Alex Fischer / 24.11.2019

@Brigitte Ernst - Ist das Ihr Ernst? Sie picken irgendein Beispiel raus und behaupten dann - Seht her, kein Moslem, lasset sie alle kommen. Was ist mit Köln, Berlin, Paris (Bataclan, Charlie Hebdo etc.)? Diese unglaublich brutalen Übergriffe mit Kopfabschneiden, eigene Frau an die Stoßstange hängen und dann loszubrettern, diese Arschgeige mit dem Samuraischwert? Die Liste ist endlos… Waren das alles Nahtsies? Die einzigen, die Nazimethoden in Deutschland anwenden sind SPD und Grüne mit ihrer Agitprop-Tante Merkel mittels Gleichschaltung der Presse und eigener Schlägertruppen (Antifa).  Goebbels hätte seine wahre Freude gehabt. Ich wäre übrigens nicht nur für eine “Sperrung antisemitischer Muslime”, sondern ebenso für eine Ausschaffung aller Muslime, welche sich nur in den Sozialsystemen tummeln. Würde auch den Muslimen zugute kommen, da sie ja dann nicht die verhassten Dhimmis und Kuffars ertragen müssten. Sog. WinWin-Situation. Haben Sie nicht schonmal die Forenmitglieder hier als (zum. indirekt) Idioten bezeichnet, weil sie nicht fürs Klima hüpfen, also für die CO2-Fakesteuer, damit die Sozialisten noch mehr die Deutschen ausplündern können? Vermutlich sind Sie auch Mitglied im Verein “Omas gegen Räääächts”.  Damit hättens auch richtig Zivilcourage gezeigt. Denn Phantasiefiguren können richtig gefährlich sein… Zu ihrem anderen Kommentar: Falsch: Die deutsche Delegation stimmt nicht nur gegen die Israelis, sondern kriecht den Muslimen regelrecht in den Hintern. Das ist der feine Unterschied. Aber Muslime und Sozialisten sind halt ein Herz und eine Seele. Es macht dabei kein Unterschied, ob die national oder, wie jetzt, international daherkommen… Hat nicht die Terrortruppe der Linken, die RAF, der PLO Terrortruppe in den 70er Jahren bei einer Flugzeugentführung geholfen, Juden von anderen Passagieren zu trennen? F*ck - die Gestapo hätte es nicht besser gekonnt…

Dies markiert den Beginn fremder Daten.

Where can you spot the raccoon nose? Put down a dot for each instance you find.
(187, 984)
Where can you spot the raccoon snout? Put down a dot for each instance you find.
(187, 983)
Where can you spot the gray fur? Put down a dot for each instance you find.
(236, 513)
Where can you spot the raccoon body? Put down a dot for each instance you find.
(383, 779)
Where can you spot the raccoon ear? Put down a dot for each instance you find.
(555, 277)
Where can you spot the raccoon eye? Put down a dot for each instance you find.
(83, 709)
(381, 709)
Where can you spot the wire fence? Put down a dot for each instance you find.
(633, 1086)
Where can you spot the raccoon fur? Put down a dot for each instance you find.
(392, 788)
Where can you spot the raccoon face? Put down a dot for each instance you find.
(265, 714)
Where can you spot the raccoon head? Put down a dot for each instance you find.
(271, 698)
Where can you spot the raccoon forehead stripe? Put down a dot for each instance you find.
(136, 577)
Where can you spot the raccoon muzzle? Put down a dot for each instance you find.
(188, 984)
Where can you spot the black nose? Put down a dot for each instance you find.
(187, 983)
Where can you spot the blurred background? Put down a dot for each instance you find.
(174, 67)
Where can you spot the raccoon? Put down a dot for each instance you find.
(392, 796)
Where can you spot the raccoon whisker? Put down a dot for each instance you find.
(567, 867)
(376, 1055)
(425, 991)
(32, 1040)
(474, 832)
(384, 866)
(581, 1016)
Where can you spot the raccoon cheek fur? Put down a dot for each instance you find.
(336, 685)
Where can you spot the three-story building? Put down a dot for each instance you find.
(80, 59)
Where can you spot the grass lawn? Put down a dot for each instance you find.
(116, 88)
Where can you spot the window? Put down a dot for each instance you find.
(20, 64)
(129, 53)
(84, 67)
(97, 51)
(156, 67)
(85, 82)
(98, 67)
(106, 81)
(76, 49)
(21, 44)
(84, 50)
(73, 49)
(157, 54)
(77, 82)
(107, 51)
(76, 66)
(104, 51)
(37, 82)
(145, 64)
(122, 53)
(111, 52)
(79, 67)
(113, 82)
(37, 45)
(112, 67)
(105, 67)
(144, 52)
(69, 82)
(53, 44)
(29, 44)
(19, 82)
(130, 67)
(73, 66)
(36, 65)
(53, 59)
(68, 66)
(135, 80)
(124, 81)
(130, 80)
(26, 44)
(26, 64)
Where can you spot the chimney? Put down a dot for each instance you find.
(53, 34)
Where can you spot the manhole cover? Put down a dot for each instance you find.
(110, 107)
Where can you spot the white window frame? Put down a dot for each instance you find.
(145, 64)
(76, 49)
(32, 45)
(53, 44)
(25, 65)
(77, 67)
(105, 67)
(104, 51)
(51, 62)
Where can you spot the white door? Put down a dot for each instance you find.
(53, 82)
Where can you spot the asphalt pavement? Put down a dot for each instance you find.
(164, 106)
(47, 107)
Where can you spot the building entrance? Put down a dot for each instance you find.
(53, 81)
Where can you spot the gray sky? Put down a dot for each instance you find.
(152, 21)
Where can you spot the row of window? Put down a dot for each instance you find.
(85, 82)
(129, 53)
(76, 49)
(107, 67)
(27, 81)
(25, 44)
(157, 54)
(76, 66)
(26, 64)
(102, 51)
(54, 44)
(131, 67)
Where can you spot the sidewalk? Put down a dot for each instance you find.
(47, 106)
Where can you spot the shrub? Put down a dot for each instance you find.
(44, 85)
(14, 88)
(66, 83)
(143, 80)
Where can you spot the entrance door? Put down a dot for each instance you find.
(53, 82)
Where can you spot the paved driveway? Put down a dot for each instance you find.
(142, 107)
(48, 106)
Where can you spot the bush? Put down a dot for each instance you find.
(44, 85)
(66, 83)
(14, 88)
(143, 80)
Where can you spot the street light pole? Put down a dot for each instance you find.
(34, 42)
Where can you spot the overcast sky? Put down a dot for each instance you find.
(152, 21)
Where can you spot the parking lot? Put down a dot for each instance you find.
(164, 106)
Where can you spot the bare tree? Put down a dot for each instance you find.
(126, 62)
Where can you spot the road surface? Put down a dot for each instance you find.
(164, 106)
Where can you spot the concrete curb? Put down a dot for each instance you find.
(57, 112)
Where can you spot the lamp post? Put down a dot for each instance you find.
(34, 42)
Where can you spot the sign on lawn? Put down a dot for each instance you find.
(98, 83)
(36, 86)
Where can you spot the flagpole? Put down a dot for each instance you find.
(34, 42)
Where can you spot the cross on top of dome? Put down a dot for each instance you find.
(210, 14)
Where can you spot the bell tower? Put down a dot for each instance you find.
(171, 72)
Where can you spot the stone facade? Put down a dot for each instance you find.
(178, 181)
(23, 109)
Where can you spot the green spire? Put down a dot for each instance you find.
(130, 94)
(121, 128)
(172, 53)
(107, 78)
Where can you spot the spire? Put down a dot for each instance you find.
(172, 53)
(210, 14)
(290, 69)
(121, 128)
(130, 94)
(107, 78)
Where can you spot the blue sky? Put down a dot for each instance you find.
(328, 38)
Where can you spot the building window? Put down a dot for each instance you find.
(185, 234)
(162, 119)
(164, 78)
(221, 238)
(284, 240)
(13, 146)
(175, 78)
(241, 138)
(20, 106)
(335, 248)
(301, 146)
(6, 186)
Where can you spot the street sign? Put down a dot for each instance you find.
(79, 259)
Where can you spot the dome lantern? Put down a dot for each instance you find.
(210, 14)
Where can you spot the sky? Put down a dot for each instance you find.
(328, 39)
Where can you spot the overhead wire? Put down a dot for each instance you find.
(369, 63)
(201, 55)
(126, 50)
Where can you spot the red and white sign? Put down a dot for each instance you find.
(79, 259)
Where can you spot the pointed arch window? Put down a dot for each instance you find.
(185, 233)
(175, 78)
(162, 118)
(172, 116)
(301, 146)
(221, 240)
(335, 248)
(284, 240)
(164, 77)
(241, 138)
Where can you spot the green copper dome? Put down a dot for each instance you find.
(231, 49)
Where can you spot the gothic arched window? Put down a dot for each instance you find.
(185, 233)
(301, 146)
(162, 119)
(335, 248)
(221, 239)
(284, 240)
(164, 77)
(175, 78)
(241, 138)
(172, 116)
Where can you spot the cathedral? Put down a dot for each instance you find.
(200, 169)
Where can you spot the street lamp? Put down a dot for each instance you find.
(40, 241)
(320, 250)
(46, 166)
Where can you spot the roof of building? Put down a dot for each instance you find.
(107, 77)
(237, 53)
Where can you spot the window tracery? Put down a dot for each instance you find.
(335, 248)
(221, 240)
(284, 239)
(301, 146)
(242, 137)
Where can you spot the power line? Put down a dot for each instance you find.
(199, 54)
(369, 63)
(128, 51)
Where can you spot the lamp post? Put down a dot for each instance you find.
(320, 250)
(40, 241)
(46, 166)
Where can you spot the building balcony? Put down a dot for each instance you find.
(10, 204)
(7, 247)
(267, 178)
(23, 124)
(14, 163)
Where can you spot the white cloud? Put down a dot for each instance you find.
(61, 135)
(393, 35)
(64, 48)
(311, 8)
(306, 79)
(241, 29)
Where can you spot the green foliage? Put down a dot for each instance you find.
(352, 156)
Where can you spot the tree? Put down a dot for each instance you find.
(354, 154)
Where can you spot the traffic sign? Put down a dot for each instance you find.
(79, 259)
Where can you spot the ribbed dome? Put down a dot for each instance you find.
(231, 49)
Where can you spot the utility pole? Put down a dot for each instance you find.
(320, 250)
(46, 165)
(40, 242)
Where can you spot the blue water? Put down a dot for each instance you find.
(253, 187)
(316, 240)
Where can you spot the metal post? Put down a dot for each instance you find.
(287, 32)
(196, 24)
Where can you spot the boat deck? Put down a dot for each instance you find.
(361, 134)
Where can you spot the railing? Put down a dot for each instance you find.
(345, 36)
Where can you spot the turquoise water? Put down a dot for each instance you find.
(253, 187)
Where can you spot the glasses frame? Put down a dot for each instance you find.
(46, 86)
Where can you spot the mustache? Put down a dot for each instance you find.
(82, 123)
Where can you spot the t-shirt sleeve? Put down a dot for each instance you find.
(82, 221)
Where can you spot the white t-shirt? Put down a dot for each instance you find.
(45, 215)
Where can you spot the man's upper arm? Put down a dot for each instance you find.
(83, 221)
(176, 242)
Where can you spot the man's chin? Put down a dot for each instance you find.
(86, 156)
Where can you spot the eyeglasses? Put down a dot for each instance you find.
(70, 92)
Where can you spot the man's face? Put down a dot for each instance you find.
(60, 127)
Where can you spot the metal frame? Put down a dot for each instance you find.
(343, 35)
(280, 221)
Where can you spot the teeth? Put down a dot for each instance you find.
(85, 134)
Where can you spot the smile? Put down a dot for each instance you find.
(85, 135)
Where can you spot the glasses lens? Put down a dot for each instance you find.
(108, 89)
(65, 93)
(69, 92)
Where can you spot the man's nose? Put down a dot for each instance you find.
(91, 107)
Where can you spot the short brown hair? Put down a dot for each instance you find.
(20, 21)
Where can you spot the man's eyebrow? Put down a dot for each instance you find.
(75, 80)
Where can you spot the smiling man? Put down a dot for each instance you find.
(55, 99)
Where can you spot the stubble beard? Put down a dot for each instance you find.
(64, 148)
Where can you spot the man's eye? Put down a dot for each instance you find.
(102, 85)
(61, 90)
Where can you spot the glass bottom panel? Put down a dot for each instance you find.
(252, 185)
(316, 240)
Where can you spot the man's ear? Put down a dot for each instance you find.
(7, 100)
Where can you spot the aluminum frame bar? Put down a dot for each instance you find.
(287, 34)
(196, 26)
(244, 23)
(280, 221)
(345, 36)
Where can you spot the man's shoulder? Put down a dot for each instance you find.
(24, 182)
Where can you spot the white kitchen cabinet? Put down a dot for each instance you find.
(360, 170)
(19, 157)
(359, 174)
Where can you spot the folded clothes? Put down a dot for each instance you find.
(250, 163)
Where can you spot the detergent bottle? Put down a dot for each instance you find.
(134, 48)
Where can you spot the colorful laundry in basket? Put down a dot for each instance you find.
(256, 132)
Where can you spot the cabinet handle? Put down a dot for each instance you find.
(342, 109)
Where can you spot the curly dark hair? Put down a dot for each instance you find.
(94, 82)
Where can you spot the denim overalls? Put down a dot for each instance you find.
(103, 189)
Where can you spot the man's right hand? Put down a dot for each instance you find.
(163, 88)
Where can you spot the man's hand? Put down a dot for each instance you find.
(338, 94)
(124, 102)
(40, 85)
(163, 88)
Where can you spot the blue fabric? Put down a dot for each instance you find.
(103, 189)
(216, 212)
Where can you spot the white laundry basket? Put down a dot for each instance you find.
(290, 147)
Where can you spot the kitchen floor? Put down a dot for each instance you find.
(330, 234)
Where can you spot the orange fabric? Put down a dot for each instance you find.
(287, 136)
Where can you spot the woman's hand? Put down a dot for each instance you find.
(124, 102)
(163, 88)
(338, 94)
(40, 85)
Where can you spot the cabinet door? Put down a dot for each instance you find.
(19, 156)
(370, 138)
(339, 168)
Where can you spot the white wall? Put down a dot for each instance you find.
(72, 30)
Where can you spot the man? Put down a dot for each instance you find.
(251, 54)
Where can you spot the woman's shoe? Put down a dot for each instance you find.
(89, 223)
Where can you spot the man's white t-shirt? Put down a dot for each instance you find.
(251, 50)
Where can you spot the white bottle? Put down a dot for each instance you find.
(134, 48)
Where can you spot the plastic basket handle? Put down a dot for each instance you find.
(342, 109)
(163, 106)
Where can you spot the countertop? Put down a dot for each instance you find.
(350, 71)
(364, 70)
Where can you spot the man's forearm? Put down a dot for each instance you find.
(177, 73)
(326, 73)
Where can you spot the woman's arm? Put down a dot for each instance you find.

Sabine Schönfelder / 24.11.2019

“Die Sperrung Deutschlands für antisemitische Muslime hätte gegen den Anschlag in Halle nichts geholfen.”...aber liebe Birgitte@Ernst, es hätte uns den Mord in Chemnitz mit a l l seinen undemokratischen Folgen erspart, die Exzesse auf der ‘Domplatte’, einige ‘zahlreiche’ Vergewaltigungen, ‘Bahnschupser’, Messerstechereien mit und ohne letalem Ausgang und die Angst vieler Frauen in der Dunkelheit alleine unterwegs zu sein. Vergessen? Vielleicht haben Sie die passende Lösung parat? Kritik an der israelischen Regierung ist kein Antisemitismus, aber die irrationale Akzeptanz und geschäftliche Verbundenheit mit Mullah- und Sultanei-Regimes, zu deren vornehmsten politischen Vorhaben die Zerstörung des israelischen Staats zählt, das ist ANTISEMITISMUS. “Also ein wenig Differenzierung täte .....” Ihrem eigenen Beitrag auch gut.

S.Niemeyer / 24.11.2019

“Die verzweifelten jüdischen Überlebenden, die… aus Europa flohen, haben inmitten der arabischen Welt eine Insel abendländischer Kultur geschaffen, eine mirakulöse Wiedergeburt des Judentums…” schrieb Primo Levi über Israel, 1986, ein Jahr vor seinem Suizid.  In der deutschen Regierung und ihren Adepten herrscht Verachtung für die abendländische Kultur und Zivilisation - Pardon, mit einer Ausnahme: der Bayreuther Grüne Hügel mit Wagner, und der war Antisemit.